For this example, let’s say that one option is a higher cost and more accurate method of sensing and the other is a lower cost but less accurate sensor – a tradeoff that we see frequently with sensor systems. As you can see, a more expensive sensor that decreases uncertainty to 20% but increases MRV costs by $30 is approximately equivalent in cost per ton delivered to a lower cost sensor that only decreases uncertainty to 25% but increases MRV costs by $15 a ton.
ERW – baseline | ERW + precision sensor | ERW – low cost sensor | |
CDR cost per ton (with MRV) | $250 | $280 | $260 |
MRV cost per ton | $40 | $70 | $55 |
Uncertainty discount | 34% | 20% | 25% |
Cost per ton delivered | $379 | $350 | $347 |
MRV cost per ton delivered | $61 | $88 | $73 |
Note that these are not real cost projections, just examples of how investments in sensing technology can pay off. In reality, companies might choose to pursue a strategy of large scale trials for both types of sensors to allow them to refine their models and decrease uncertainty and sensing costs over time and at scale. Sensor needs at prototype scale versus when a CDR technology reaches maturity will be different, and taking quality measurement data at prototype scales will allow companies to refine and improve models. This also doesn’t account for potential cost savings in MRV from reduced maintenance and service if we can improve sensor reliability, durability, and autonomy.
We can see the tradeoff between high cost, high accuracy and lower cost sensing playing out in the ERW space right now — the Carbon Drawdown Initiative recently released a paper describing their experiments with a low cost in field soil gas CO2 sensor. They compare this to LithosCarbon’s method of taking samples from a field and sending them to a laboratory to do an elemental isotope mass-balance analysis.

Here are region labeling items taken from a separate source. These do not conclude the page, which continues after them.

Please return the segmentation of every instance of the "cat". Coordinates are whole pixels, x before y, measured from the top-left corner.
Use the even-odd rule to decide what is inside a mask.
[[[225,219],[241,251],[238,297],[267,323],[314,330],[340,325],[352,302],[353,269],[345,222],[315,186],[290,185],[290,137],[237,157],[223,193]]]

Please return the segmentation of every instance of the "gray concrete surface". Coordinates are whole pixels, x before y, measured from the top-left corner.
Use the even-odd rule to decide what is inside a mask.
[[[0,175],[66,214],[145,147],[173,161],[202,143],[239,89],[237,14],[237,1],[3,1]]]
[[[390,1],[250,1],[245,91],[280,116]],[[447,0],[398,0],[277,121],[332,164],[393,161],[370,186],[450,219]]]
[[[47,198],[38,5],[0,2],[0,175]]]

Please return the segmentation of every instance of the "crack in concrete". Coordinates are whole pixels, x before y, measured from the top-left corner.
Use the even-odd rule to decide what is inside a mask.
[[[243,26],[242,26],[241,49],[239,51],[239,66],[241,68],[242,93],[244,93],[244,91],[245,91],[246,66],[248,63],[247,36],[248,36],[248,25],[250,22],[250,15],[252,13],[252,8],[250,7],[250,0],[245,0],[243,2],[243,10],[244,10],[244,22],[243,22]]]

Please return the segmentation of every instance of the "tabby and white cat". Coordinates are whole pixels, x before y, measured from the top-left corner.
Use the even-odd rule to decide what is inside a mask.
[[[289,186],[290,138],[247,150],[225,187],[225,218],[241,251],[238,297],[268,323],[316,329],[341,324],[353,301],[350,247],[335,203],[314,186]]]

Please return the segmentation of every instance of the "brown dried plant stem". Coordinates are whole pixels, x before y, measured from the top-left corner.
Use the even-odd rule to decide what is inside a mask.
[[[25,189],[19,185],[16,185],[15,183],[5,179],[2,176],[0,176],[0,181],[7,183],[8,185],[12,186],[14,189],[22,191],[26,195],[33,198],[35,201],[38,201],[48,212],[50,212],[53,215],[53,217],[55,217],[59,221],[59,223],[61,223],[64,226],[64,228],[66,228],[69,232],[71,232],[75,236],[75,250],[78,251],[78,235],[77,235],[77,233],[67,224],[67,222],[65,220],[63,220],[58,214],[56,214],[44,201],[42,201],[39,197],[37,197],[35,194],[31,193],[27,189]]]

The laboratory analysis is extremely valuable for building and validating models during early field trials and can produce highly accurate data but there’s a practical limit to the geographical scale and time frequency that data can be measured at. The CO2 soil gas sensors can be built at scale and sample continuously but at a tradeoff of lower accuracy and technical challenges like sensor calibration and drift to overcome.
The future of sensing in MRV
Investment in better sensor systems — both the sensors themselves and the hardware, firmware and cloud platforms that enable cost effective data collection, transmission, storage, and integration with MRV models at scale — can accelerate the development and commercialization of the open system CDR technologies that the world needs to address the climate crisis.
At scale, large numbers of sensors will be needed and sensor and platform development needs to happen in parallel with the rest of the infrastructure for CDR to be sufficiently mature and ready to build in quantity as CDR scales.